DYK: Okay, I understand that you have the personal issue with respect to the timeframe and it takes you that much longer. There is a couple of reasons I think why, first is, you know I wish the federal government had the authority to do the foreign credential research on her own and make approval who could practice medicine in this country but the jurisdiction belongs not only to the provinces but obviously to the associations who would then approves the individuals. So I think it’s unfair to say that processing times are in fact, a part of the problem of the backlog. They in fact, are not. Part of the problem is that we have a backlog; we have people applying into the process or into the system that in fact need to be approved as professionals by the associations within the particular provinces that they’re going to move into. So I am not surprised to hear if the base load of your clients who are Iranian, you know doctors from Iran are not necessarily qualifying on a very quick basis. If for example, you are to look to South Africa in terms of the medical associations there, we have Alberta, we have Saskatchewan the medical associations there are proving doctors very quickly. In fact, we are well with the processing time of 6 to 12 months. I would also ask that you made a very broad sweeping statement regarding that the comments that Mr. Kenny’s made with respect under the new system post February of 2008, that those processing times are much longer than the 6 to 12 months, that he’s indicated in a number of speeches that he’s given so. I would ask you to submit to the committee the documentation that you have to prove that in fact he isn’t telling the truth. You may have a couple of situations but I doubt very much that you have all the documentation approved across the country that’s case.

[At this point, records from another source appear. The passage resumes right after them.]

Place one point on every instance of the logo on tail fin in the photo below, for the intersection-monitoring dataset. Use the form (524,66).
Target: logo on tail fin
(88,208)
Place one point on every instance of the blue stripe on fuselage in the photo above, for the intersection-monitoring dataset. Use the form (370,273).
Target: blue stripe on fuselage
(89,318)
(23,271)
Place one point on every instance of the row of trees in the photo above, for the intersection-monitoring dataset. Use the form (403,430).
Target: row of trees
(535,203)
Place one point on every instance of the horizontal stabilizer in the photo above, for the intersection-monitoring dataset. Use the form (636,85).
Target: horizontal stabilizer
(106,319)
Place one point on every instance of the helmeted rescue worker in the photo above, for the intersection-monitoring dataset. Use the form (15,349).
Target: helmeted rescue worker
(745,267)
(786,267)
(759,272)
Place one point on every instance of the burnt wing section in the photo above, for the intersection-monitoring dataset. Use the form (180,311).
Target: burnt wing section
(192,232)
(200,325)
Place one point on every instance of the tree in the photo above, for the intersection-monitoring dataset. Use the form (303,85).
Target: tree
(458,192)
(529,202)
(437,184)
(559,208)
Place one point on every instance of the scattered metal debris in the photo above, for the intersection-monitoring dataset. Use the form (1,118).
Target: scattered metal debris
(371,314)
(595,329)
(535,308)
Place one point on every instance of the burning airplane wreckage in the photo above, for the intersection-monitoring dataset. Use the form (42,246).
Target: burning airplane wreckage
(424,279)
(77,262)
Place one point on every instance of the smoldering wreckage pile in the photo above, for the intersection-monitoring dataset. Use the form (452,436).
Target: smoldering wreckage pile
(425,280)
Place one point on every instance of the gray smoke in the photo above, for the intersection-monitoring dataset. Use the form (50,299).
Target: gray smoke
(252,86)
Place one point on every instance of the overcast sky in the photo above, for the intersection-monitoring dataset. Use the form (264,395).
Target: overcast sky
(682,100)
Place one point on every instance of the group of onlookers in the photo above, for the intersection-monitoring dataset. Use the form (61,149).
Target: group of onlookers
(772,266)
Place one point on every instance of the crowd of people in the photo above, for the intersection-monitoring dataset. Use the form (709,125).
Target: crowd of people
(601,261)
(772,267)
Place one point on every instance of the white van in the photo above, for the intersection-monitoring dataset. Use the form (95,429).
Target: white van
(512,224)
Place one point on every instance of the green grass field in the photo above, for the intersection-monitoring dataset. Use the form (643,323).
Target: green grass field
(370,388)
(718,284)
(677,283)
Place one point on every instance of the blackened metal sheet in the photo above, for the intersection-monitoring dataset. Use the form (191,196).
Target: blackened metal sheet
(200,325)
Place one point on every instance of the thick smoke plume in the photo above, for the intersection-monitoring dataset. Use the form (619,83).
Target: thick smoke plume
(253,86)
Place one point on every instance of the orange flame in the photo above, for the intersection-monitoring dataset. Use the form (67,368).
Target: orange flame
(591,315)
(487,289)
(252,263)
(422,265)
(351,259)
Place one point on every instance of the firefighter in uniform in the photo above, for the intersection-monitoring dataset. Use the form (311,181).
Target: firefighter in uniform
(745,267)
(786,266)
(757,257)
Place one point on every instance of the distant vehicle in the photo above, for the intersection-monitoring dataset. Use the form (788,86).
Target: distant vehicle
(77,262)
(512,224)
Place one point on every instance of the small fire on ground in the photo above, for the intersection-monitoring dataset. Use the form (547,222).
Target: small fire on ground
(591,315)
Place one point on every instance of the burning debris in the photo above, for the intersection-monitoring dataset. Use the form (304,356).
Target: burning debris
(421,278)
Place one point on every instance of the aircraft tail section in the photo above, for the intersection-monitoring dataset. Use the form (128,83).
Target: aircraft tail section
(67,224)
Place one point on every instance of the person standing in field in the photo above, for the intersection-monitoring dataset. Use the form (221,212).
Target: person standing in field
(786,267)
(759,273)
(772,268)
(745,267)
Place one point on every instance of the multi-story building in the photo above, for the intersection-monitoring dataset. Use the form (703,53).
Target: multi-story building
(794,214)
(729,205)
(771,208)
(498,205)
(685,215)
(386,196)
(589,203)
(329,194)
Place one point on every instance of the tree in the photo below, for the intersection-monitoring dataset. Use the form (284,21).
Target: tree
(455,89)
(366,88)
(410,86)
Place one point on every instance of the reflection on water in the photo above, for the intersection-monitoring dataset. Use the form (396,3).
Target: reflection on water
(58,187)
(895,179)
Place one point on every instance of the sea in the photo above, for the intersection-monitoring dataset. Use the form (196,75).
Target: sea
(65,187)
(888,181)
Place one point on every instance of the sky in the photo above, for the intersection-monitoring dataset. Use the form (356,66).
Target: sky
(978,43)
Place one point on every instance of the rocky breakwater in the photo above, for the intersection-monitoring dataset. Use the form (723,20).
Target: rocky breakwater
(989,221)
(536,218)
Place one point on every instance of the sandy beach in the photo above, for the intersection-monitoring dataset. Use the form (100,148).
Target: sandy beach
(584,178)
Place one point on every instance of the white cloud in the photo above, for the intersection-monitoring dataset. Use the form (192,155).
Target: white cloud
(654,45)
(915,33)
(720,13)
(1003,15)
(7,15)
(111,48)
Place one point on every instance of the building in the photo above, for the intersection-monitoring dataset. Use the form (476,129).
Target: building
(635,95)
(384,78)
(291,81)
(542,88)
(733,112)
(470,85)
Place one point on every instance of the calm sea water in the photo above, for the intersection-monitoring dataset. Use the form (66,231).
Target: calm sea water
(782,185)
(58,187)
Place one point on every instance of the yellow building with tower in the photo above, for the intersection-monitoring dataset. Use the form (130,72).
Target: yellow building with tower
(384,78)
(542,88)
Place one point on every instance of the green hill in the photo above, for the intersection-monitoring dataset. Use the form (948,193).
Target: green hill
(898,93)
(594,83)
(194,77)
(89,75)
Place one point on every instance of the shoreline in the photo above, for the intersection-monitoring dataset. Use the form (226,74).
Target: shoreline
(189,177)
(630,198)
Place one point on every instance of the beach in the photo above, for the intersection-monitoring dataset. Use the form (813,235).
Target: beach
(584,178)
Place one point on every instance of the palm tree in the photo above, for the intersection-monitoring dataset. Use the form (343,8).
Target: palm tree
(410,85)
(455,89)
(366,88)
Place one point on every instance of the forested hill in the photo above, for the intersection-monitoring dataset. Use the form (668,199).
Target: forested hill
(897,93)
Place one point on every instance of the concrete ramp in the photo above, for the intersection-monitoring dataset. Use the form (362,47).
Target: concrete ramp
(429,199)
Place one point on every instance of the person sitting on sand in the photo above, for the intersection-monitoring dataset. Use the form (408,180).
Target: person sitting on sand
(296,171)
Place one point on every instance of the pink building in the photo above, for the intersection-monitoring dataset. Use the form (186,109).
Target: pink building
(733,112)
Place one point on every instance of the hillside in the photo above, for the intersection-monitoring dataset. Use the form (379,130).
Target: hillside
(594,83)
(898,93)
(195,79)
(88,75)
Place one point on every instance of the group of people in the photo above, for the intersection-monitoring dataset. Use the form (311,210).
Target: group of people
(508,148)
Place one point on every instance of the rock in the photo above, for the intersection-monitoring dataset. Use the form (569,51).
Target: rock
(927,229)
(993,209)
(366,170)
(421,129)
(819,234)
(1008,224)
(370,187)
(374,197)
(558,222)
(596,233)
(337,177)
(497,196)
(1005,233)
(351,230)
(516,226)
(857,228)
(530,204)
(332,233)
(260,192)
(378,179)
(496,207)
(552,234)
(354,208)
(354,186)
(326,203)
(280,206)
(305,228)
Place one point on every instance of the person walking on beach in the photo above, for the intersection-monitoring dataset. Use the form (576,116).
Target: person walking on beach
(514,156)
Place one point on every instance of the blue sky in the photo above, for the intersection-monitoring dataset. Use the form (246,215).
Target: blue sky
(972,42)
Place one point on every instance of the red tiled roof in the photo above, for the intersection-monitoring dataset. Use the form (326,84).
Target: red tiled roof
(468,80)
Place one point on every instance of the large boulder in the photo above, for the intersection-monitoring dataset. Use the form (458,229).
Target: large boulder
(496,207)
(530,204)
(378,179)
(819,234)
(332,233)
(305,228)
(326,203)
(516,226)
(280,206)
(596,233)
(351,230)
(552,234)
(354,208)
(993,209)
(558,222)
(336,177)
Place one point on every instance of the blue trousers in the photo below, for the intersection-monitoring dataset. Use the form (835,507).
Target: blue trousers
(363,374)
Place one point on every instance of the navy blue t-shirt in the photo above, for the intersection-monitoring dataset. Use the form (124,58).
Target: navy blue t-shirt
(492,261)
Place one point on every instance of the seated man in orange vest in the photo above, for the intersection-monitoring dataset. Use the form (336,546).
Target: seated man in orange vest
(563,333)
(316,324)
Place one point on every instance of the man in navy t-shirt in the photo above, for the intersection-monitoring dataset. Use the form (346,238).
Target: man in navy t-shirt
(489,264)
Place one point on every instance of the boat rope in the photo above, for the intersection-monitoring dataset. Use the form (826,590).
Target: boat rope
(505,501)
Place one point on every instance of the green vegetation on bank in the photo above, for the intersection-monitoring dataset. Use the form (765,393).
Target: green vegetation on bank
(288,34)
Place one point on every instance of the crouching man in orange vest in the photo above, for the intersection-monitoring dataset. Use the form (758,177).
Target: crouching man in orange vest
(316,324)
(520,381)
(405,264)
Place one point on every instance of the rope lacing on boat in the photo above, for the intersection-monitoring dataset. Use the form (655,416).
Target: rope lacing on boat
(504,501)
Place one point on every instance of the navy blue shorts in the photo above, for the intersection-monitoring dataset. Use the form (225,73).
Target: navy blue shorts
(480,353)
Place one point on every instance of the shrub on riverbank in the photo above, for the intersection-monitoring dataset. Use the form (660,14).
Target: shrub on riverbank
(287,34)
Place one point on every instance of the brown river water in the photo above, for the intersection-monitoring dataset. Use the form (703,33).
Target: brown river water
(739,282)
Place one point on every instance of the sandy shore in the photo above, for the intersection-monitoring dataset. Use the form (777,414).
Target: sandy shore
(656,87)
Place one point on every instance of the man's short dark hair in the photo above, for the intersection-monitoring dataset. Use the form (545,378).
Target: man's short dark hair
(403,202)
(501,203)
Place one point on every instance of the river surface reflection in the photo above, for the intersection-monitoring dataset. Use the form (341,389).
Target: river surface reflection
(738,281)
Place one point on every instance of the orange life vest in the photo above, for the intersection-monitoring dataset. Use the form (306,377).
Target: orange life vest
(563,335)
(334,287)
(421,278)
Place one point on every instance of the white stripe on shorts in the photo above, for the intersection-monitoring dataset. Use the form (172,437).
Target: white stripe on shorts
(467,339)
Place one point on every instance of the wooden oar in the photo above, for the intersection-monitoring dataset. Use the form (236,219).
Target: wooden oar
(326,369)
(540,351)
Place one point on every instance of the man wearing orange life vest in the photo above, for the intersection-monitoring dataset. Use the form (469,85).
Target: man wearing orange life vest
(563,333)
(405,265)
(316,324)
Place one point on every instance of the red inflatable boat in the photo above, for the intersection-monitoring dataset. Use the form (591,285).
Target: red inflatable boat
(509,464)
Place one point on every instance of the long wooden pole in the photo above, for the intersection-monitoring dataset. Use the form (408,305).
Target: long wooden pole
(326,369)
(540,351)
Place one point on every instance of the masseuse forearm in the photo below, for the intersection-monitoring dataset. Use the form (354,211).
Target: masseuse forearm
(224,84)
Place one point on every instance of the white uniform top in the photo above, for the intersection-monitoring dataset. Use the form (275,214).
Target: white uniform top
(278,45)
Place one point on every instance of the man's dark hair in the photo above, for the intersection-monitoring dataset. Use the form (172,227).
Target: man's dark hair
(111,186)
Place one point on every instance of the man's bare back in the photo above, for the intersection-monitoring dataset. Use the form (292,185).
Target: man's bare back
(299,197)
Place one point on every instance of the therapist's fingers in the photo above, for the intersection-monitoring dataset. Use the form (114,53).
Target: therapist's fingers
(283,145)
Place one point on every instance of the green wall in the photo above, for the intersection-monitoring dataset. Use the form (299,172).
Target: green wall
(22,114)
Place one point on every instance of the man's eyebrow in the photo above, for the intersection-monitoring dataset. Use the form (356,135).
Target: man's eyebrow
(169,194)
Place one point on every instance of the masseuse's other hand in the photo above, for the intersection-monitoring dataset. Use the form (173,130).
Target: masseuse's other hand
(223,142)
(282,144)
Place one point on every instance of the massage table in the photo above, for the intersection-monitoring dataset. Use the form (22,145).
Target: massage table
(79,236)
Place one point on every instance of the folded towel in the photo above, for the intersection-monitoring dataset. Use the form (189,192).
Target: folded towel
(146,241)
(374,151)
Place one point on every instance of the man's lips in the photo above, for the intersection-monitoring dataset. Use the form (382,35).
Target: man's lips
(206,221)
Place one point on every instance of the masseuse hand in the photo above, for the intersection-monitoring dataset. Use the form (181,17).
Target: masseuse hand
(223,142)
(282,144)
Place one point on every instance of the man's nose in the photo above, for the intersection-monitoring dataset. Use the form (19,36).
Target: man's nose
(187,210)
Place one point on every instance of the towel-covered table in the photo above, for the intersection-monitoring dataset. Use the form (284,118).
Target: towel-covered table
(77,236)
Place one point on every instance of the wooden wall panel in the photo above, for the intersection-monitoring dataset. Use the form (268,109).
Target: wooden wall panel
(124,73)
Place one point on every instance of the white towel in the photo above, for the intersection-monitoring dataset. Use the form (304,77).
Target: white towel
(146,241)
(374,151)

MO: Yes I have a list of …and I also have the link of the CIC website that all these speeches are there.
DYK: I am not talking about the speeches, I am talking about the sweeping statements that you are allowed to do. You are here as a witness and been invited to do so, but when you make those kind of comments you have to provide evidence of proof that what ministry say on its website, what the minister is saying in his speeches and what the government is saying with respect that states be honouring the timeframes we committed to in February, if you’re saying that that’s untrue, then I ask you today to submit to the clerk to distribute to all the members of this committee the proof that that’s the case.
Mo: Sure. But to respond to your point, it is not required for Immigration Canada to make sure that if a physician from Iran or South Africa, the qualification of the degree is not a part of the job of Immigration Canada. And I’m talking about the processing they even didn’t touch. These people, let’s say around 500 cases and 144 physicians, the offices never opened the cases to see even if they are physicians or not.
Rick Dykestra: “…I think it’s unfair to say that processing times are in fact, a part of the problem of the backlog. They in fact, are not.”
CH: The time is expired. I would like to thank all of you.